Hollywood and the larger film juggernaut have a habit of forgetting past demeanours after a while. Those who carry out these heinous crimes eventually find themselves back in work and on the screen after lying low. It's a common theme in all entertainment industries where the likes of Chris Brown can beat their partner and then be back at the top of the charts within weeks or months. The same happened with Johnny Depp - a few weeks of bad press after he physically assaulted Amber Heard - and then headlining the next Fantastic Beasts and Where to Find Them film.

In a world where people with real talent can't find work, why do we keep giving second chances to those who let us down in the worst ways possible? People who should be role models shouldn't be allowed to reclaim their pedestals once they fall from grace.

The fact is, this terrible behaviour has been tolerated and accepted for years, it's been overlooked and whole groups of people have been involved in covering up and paying off accusers rather than tackling the rotten core. The perpetrators are only a part of a bigger, wider issue. One that shouldn't be ignored. For every sexual predator that is exposed in Hollywood, there are countless others who knew and helped to hide their activities. There are numerous women and men who felt they couldn't come forward because the monster that protected these people was the industry itself. They'd find themselves out of work or sidelined for daring to speak out about the abuses they'd suffered.
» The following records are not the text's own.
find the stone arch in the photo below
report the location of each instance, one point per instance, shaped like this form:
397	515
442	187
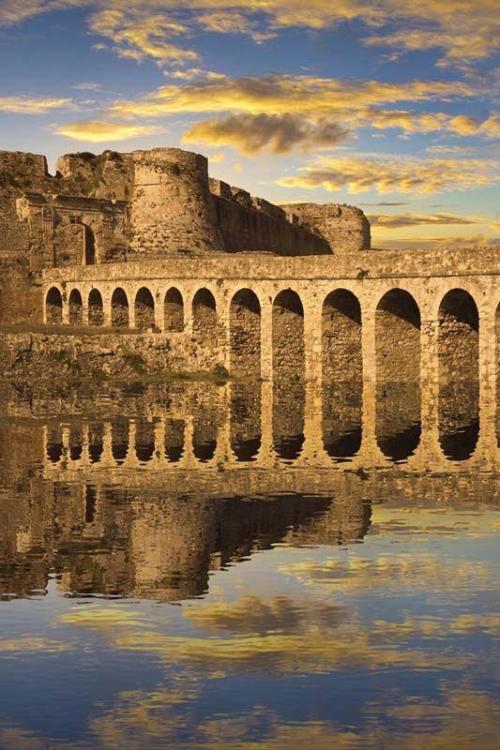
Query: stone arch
75	442
75	308
288	374
398	354
74	244
342	371
144	440
205	328
245	338
174	439
173	310
245	426
96	441
204	432
95	308
458	353
55	447
119	440
119	309
144	308
89	252
53	306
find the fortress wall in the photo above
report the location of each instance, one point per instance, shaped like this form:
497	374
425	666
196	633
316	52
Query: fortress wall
345	228
252	224
171	207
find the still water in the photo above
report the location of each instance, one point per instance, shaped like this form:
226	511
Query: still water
200	567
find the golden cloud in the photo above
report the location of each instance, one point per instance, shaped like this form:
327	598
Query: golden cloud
465	30
409	219
100	131
287	95
24	105
278	134
389	175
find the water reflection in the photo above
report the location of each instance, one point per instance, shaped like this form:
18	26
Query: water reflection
333	603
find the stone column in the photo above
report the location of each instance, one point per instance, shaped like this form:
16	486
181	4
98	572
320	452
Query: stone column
266	323
486	450
369	453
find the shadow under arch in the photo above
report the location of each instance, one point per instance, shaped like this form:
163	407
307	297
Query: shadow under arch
245	334
119	309
75	308
342	374
205	328
458	354
173	310
53	306
144	309
95	308
288	374
398	388
245	427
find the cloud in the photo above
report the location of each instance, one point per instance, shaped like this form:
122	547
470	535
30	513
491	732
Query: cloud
278	134
99	131
396	221
138	33
279	95
391	175
463	31
24	105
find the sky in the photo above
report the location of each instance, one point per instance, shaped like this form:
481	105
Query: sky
390	105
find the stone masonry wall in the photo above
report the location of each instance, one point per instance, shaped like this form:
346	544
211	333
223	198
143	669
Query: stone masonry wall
251	224
345	228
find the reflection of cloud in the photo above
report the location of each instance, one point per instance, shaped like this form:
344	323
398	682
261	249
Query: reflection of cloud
316	645
98	131
394	572
32	644
462	718
390	175
252	614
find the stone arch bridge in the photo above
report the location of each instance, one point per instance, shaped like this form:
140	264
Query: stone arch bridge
420	328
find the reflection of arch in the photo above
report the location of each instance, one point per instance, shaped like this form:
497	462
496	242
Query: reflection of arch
497	355
75	308
144	309
244	324
96	311
342	366
96	441
119	309
288	374
458	347
398	351
144	440
119	440
53	306
54	443
173	310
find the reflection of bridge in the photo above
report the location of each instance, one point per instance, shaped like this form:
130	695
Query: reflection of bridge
247	435
426	318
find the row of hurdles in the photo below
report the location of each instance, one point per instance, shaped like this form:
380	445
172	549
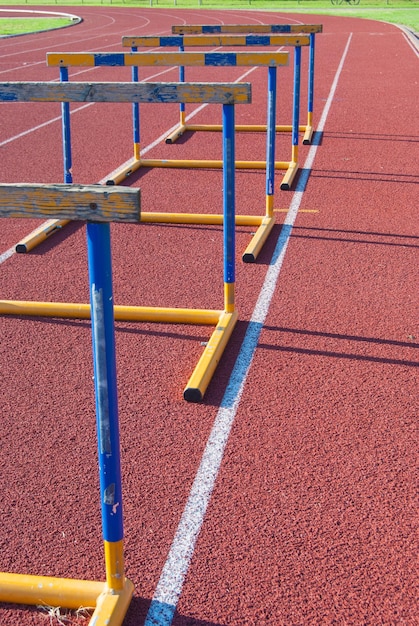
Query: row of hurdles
198	382
99	205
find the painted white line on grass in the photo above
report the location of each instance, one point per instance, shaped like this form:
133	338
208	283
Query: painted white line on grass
170	584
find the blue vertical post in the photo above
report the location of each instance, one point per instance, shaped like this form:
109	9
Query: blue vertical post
103	336
66	132
296	102
310	106
270	140
135	112
229	217
182	107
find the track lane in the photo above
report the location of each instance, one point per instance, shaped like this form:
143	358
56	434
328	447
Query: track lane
261	553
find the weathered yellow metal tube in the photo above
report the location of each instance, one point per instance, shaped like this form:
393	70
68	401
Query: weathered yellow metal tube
121	174
39	235
111	607
197	218
202	374
229	297
122	313
49	591
258	240
213	164
114	564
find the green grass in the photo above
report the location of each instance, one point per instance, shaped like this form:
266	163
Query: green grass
404	12
18	26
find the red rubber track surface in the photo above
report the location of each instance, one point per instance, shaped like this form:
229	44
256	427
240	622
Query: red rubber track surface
313	518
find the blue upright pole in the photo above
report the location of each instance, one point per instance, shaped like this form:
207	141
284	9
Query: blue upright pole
270	139
296	101
310	106
102	315
65	120
136	113
182	107
229	205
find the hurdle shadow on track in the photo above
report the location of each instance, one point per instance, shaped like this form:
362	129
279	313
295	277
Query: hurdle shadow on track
360	136
374	341
139	607
135	616
323	234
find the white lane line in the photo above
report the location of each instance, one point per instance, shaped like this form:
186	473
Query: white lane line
170	584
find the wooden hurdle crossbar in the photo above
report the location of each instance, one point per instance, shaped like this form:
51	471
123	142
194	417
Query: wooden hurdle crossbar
262	29
263	223
188	41
226	94
100	206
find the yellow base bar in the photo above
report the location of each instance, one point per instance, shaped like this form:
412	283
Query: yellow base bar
258	239
249	128
308	135
120	175
39	235
212	164
289	177
198	218
198	382
109	606
121	313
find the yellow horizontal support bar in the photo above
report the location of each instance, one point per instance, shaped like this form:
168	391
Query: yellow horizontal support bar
111	606
198	218
39	235
123	172
48	591
121	313
289	176
250	128
201	377
258	240
214	164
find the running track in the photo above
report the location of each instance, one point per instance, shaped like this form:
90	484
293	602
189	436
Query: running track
289	496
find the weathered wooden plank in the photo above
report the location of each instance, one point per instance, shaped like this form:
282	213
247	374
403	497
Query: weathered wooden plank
97	59
222	93
216	40
188	29
94	203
It seems the floodgates have opened - we can only hope that the brave women who have stepped up and exposed these people will find their actions lead to more feeling they have the power and strength to stand up and say enough is enough. No-one should be so powerful that they can use their status or money to protect themselves if they behave like this. People such as Rose McGowan, Asia Argento, Anthony Rapp, Natasha Henstridge, Olivia Munn and all of the others who have been assaulted, attacked, raped and abused are now making a difference and making it easier for others to come forward in confidence that they'll be listened to.